Router Transformation

The two output group of the router would be followed by UPDATE STRATEGIES. The UPDATE Strategy connecting the INSERT flow has to be set with a DD_INSERT while the Update Strategy connecting the UPDATE flow has to be set with a DD_UPDATE.

The INSERT path then Inserts, records, into Target table along with a Sequence generator whose output connects to the Surrogate key column of the target. The update path updates the END_DATE with the current date and ACTIVE_FLAG with ‘N’ based on the EMP_KEY returned by the lookup.

Benefits of Hash Comparison method for SCD

Some of the benefits of implementing SCD2 using this approach are:

  • First the records which participate in the entire ETL are the ones affected.

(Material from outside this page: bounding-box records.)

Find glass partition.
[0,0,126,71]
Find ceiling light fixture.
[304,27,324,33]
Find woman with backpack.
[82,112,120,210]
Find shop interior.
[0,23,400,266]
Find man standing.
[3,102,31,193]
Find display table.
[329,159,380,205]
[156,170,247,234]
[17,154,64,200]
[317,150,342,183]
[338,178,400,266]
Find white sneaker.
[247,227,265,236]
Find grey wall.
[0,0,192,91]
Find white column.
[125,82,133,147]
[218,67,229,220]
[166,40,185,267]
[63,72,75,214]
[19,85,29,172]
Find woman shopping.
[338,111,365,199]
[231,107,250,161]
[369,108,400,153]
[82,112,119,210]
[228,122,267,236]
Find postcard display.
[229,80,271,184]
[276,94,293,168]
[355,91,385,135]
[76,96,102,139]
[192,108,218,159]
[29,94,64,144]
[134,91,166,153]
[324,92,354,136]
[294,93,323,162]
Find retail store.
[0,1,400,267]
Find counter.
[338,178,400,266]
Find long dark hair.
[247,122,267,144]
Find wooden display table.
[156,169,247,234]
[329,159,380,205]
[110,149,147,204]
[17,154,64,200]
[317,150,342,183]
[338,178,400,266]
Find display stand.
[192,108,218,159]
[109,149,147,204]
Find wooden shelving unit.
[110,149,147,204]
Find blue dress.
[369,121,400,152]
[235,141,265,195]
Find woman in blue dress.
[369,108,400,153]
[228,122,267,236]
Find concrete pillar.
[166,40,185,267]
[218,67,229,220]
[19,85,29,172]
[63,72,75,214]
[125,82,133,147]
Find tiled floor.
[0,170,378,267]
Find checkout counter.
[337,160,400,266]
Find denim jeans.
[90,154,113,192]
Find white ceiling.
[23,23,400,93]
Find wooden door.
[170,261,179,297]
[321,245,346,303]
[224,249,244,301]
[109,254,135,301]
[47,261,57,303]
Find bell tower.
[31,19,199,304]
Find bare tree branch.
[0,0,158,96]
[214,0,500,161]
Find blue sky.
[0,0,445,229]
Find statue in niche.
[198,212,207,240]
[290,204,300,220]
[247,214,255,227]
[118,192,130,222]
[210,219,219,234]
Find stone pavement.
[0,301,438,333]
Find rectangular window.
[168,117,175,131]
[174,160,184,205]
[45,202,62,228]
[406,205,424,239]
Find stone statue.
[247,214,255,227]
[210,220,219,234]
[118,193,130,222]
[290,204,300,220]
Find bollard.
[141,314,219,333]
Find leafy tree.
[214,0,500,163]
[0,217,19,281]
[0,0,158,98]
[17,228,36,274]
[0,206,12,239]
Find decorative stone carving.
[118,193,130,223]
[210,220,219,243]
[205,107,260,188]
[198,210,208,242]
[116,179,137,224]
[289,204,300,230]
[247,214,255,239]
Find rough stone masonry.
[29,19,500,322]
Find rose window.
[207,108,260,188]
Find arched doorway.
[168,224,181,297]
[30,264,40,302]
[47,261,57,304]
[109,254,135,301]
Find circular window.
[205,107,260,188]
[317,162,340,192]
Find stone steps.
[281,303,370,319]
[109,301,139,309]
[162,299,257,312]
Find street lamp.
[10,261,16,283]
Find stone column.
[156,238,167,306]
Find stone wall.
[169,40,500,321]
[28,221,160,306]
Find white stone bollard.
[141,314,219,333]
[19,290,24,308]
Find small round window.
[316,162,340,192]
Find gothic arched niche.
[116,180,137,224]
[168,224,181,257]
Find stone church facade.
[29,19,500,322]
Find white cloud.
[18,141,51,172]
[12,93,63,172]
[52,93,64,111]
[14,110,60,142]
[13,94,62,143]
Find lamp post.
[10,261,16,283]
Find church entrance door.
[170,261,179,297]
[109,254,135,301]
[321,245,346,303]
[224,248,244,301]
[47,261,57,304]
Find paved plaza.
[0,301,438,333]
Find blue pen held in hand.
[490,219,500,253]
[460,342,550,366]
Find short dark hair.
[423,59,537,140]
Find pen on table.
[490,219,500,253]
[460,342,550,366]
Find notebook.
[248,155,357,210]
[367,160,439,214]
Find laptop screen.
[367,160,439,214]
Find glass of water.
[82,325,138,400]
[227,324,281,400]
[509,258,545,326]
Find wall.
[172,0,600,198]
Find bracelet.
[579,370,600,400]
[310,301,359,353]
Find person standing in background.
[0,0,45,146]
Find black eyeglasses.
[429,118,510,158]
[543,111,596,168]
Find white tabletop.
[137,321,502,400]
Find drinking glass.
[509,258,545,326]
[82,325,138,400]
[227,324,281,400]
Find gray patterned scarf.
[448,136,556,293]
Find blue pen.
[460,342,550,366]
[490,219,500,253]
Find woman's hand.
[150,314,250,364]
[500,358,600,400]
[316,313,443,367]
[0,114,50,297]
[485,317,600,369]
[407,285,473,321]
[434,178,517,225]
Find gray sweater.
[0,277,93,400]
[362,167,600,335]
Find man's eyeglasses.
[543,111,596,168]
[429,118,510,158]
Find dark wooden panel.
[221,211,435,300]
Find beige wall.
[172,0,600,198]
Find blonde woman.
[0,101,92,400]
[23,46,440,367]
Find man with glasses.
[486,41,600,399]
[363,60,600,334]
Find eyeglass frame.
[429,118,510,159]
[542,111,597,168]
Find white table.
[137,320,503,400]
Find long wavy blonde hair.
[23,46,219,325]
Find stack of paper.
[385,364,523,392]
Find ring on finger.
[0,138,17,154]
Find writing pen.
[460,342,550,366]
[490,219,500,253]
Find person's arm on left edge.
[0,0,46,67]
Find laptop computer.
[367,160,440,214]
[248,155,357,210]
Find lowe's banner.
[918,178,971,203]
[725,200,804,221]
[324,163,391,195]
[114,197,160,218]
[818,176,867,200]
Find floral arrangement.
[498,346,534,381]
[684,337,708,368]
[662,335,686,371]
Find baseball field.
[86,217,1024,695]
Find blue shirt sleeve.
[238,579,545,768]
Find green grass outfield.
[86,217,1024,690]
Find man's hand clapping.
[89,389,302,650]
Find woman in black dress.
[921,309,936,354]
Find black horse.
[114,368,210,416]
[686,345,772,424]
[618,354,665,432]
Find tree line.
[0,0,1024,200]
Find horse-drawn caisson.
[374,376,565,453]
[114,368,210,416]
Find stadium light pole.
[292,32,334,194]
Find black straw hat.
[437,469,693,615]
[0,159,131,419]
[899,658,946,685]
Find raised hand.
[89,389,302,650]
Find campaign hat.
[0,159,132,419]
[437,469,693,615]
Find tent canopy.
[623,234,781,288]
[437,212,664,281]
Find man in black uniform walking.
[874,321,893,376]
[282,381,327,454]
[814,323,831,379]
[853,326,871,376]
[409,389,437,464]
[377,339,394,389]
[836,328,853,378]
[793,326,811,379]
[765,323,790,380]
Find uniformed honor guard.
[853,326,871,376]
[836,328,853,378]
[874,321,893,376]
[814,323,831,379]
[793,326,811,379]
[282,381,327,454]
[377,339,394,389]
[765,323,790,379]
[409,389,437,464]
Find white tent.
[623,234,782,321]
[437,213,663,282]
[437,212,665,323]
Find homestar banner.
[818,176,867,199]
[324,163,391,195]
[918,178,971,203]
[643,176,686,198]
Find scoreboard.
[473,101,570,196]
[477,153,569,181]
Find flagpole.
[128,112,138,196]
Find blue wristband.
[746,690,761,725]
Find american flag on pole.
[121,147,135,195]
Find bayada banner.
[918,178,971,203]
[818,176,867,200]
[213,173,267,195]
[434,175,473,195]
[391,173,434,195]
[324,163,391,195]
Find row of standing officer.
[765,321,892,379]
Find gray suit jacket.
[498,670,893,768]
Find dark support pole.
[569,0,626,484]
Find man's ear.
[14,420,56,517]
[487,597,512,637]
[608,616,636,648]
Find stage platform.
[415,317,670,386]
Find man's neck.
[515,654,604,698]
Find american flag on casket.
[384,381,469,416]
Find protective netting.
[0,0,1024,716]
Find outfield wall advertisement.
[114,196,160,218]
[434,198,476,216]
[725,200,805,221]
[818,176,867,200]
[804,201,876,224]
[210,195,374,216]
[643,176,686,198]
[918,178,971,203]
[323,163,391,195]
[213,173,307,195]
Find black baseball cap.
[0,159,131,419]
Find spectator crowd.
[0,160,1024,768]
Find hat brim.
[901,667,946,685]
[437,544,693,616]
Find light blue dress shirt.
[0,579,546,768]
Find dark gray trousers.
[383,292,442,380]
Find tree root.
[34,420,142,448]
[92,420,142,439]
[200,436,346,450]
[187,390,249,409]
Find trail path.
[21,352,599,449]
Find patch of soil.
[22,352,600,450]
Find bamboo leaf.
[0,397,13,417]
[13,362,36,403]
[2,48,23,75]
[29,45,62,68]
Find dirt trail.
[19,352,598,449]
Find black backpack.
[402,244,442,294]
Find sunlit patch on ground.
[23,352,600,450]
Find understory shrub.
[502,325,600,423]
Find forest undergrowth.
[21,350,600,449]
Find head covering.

That is, we are not carrying baggage of extra records through some of the transformations and then filtering the ones actually required
  • Second we are doing away with the Lookup transformation on the target which usually becomes an overhead in terms of cache space and cache creation time
  • Third we can skip the comparison of the column values after the lookup
  • Fourth, firing the query directly on the Source would prove to be better taking database performance into consideration

Limitations of this method

This approach has some limitations as well. Some of these are:

  • Both Source and Target has to be on Oracle database and should have connectivity in between
  • Works better if both Source and Target exists in the same database. For eg. If the Target is a Data Mart Dimension and Source in a stage table both in same DB but different schema.